Milleti, vatanı, üç rengi unutun. Rondolino, İtalya diye bir şeyin olmadığını söylüyor


Fabrizio Rondolino (LaPresse)
kitap
Yazar, İtalyan ulusal kimliğinin var olduğu fikrine karşı çıkıyor: Birlik, yalnızca verimsiz bir tarihsel hiledir. Kronik kötü alışkanlıklar ve vatanseverlik yanılsamalarıyla boğuşan bir toplumun portresi
Aynı konu hakkında:
"Öncelikle İtalya diye bir şey yok." Fabrizio Rondolino'nun "İtalya diye bir şey yoktur (İtalyanlardan bahsetmiyorum bile)" (Piemme) adlı kitabının girişi taş işçiliğidir. Yazara göre, bir arada olmamız tarihin değil, tesadüfün sonucudur. Aslında, çok sayıda krallığa, cumhuriyete ve büyük dükalığa bölündüğümüz eskiden her şey daha iyiydi. Rondolino, "Kötü yönetilen ve en kötü şekilde idare edilen tek birlik öncesi devlet Papalık Devleti'ydi ve bugün olduğumuz şey budur: Bağnaz günahkarların yaşadığı geniş, etkisiz bir gecekondu mahallesi" diyor. Rondolino İtalya'ya dair her şeyi yerle bir ediyor: kökenlerini, birlik çağrısını, marşını, bayrağını, yönetici sınıflarını, kiliseyi ve tabii ki aile-mafya-anne üçlemesini. Bu abartı ormanına, var olmayan bir ülke olarak İtalya'nın yüz elli yıldan fazla bir süredir bir arada olduğuna dair itiraz edilebilir; ve hatta belli bir başarıyla, ya da en azından çok fazla başarısızlık olmadan.
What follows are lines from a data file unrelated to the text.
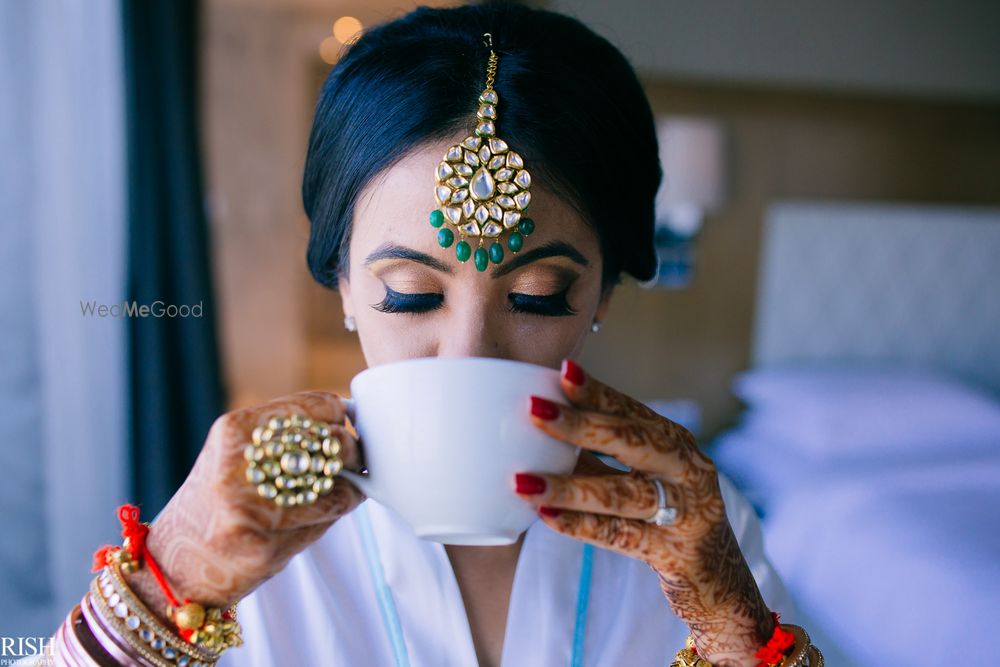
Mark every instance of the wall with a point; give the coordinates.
(284, 333)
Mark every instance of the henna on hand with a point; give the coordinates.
(702, 572)
(217, 539)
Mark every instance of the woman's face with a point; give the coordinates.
(412, 298)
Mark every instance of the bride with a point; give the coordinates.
(479, 179)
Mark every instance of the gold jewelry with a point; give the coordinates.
(687, 657)
(132, 620)
(293, 460)
(482, 186)
(803, 653)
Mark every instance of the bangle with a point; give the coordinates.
(777, 647)
(213, 630)
(789, 646)
(122, 615)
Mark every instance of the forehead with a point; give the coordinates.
(397, 203)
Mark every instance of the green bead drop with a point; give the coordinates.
(445, 237)
(481, 259)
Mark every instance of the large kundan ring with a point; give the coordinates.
(293, 460)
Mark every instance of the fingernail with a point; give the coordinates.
(529, 484)
(544, 408)
(573, 373)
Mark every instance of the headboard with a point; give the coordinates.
(880, 281)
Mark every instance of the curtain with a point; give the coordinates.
(175, 381)
(62, 373)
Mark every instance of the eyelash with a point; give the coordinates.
(550, 305)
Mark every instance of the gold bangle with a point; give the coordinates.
(687, 657)
(146, 631)
(803, 653)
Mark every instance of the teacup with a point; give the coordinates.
(442, 438)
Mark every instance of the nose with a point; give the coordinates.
(471, 332)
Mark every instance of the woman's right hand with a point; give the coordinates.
(217, 539)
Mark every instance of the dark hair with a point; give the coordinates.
(569, 100)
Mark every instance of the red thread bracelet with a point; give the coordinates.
(773, 652)
(135, 534)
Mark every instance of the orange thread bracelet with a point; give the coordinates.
(134, 546)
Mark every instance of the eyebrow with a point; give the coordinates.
(396, 251)
(550, 249)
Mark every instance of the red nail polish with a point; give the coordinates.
(573, 373)
(544, 408)
(530, 484)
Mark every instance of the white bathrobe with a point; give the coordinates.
(323, 609)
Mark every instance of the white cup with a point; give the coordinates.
(443, 437)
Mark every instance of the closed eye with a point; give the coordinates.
(550, 305)
(401, 302)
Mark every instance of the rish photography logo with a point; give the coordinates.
(135, 309)
(13, 649)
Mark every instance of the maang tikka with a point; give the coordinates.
(482, 187)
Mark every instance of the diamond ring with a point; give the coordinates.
(664, 516)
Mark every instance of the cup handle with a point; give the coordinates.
(351, 406)
(360, 481)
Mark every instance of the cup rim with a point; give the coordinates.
(420, 361)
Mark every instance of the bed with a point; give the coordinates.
(870, 441)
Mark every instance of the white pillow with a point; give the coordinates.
(865, 411)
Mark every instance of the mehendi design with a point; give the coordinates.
(217, 540)
(702, 571)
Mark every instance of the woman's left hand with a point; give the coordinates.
(702, 571)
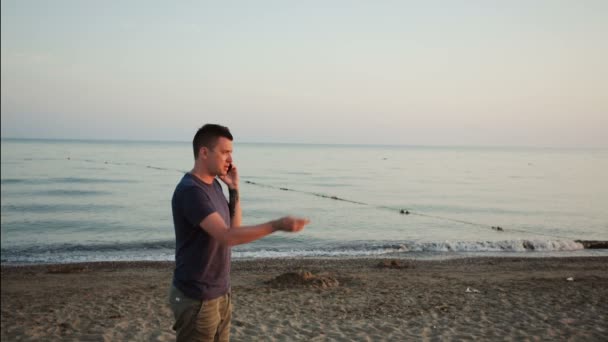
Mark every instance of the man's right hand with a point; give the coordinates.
(290, 224)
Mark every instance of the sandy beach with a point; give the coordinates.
(321, 300)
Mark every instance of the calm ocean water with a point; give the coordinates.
(71, 201)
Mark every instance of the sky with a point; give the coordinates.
(438, 73)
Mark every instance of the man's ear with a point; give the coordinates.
(203, 152)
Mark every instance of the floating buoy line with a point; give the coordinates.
(401, 211)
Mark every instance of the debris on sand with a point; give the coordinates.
(394, 264)
(303, 278)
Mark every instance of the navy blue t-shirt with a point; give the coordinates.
(202, 263)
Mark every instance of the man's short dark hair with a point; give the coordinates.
(207, 136)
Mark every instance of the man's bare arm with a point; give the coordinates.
(216, 227)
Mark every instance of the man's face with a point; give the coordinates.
(219, 158)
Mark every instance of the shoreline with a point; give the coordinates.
(319, 299)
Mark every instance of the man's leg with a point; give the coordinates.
(223, 331)
(195, 320)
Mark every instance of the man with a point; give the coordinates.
(206, 226)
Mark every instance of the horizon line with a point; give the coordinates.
(110, 140)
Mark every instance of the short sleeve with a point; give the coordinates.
(196, 205)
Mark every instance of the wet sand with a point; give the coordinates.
(321, 300)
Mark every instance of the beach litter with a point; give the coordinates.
(394, 264)
(303, 278)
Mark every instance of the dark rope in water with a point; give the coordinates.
(403, 211)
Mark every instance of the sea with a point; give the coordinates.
(69, 201)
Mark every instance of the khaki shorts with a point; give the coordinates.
(201, 320)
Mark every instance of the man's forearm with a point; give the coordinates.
(247, 234)
(234, 205)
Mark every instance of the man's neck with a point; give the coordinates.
(203, 175)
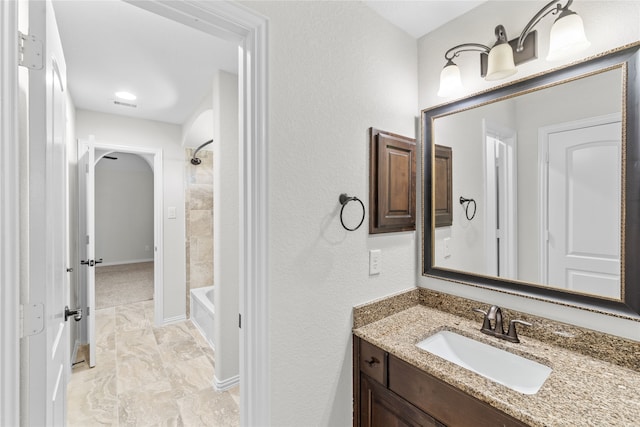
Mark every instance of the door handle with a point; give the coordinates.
(77, 314)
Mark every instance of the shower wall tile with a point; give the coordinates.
(199, 222)
(201, 197)
(202, 249)
(202, 274)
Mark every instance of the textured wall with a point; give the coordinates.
(335, 69)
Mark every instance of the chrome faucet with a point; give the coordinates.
(497, 329)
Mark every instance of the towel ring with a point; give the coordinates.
(466, 208)
(344, 200)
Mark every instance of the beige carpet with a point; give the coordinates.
(123, 284)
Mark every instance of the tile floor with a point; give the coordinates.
(148, 376)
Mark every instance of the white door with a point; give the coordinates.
(584, 214)
(86, 234)
(500, 204)
(49, 364)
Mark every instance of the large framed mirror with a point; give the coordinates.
(546, 186)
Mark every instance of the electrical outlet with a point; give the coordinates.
(447, 247)
(375, 262)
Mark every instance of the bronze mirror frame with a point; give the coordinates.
(628, 59)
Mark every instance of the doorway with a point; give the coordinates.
(124, 234)
(249, 30)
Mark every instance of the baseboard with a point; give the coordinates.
(134, 261)
(226, 384)
(174, 319)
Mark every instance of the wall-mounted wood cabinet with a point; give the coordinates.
(390, 392)
(392, 182)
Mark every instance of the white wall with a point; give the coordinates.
(73, 257)
(120, 130)
(335, 69)
(477, 26)
(226, 228)
(123, 209)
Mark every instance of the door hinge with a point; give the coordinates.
(31, 319)
(30, 52)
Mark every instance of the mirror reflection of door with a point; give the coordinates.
(583, 196)
(501, 250)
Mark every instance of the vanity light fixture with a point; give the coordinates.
(498, 62)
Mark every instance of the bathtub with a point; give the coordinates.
(203, 312)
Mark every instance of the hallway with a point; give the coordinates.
(148, 376)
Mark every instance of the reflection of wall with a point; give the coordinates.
(463, 132)
(595, 96)
(124, 209)
(477, 25)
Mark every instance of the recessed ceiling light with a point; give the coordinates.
(126, 95)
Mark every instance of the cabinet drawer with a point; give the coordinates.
(373, 362)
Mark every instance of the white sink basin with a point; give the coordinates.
(516, 372)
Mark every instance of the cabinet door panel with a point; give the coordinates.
(380, 407)
(450, 405)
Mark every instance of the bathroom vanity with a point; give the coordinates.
(397, 383)
(394, 392)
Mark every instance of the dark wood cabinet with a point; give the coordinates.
(391, 392)
(381, 408)
(392, 182)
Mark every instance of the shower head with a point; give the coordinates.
(196, 161)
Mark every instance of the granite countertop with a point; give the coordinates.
(581, 390)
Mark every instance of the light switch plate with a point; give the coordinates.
(375, 262)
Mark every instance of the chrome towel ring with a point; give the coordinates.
(344, 200)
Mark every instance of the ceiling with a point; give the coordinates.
(112, 46)
(421, 17)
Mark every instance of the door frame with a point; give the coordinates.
(158, 203)
(543, 188)
(9, 217)
(230, 21)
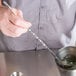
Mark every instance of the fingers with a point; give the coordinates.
(13, 24)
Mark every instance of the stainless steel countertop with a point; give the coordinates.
(30, 63)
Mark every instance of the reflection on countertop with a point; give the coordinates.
(30, 63)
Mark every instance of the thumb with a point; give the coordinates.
(64, 40)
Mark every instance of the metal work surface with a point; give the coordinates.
(30, 63)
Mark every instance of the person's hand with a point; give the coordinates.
(12, 23)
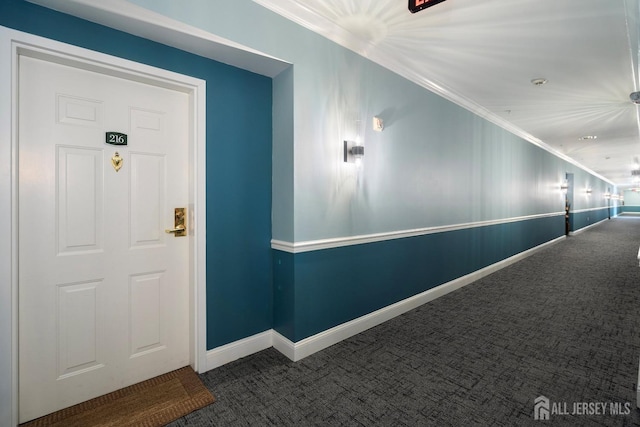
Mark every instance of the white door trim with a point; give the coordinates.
(12, 44)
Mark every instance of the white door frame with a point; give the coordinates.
(12, 44)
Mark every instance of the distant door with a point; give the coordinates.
(103, 290)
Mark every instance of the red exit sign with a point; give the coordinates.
(418, 5)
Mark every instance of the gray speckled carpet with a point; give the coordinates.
(563, 323)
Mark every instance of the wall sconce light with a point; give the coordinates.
(378, 124)
(564, 186)
(353, 152)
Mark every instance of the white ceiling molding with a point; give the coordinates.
(133, 19)
(297, 12)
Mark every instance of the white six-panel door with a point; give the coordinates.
(103, 290)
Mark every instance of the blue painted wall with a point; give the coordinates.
(239, 129)
(435, 164)
(321, 289)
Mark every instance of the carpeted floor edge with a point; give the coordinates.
(199, 397)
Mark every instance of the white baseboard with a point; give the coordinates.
(306, 347)
(228, 353)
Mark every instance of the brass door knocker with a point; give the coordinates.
(116, 161)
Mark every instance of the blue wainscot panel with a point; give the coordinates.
(333, 286)
(584, 219)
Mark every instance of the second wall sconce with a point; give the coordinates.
(353, 152)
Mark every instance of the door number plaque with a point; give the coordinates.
(116, 138)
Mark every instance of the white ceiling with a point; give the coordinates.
(479, 54)
(484, 54)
Rondolino bu arada bizi birleştiren bir şeyin olduğunu, ama bu şeyin en kötü yanımız olduğunu söylerdi (ve cevaplar) . “Bizim temel özelliğimiz,” diye yazıyor, “kendimizi aşağılamak gibi görünüyor: İtalya tarihinde, birleşmeden önce ve sonra, yazarların, filozofların, politikacıların ve aydınların, yurttaşları hakkında kötü, hatta çok kötü konuşmak için söz ve kalemi ellerine almadıkları hiçbir dönem yoktur” ( kendisi de, açıkça, kulübün bir üyesidir). Bu, alçakgönüllü ve zahmetli bir iyileştirme çabasıyla sonuçlanmaz: aksine, sürekli ve sistematik bir kendini aklamayla sonuçlanır. Aslında İtalyanlar bunu yaptıklarında, İtalyan olmalarından dolayı değil, buna rağmen kendilerini öne çıkarıyorlar; ve şans eseri değil, servetlerini yurtdışında buluyorlar. Nemo Propheta Patria'da steroid kullanıyor.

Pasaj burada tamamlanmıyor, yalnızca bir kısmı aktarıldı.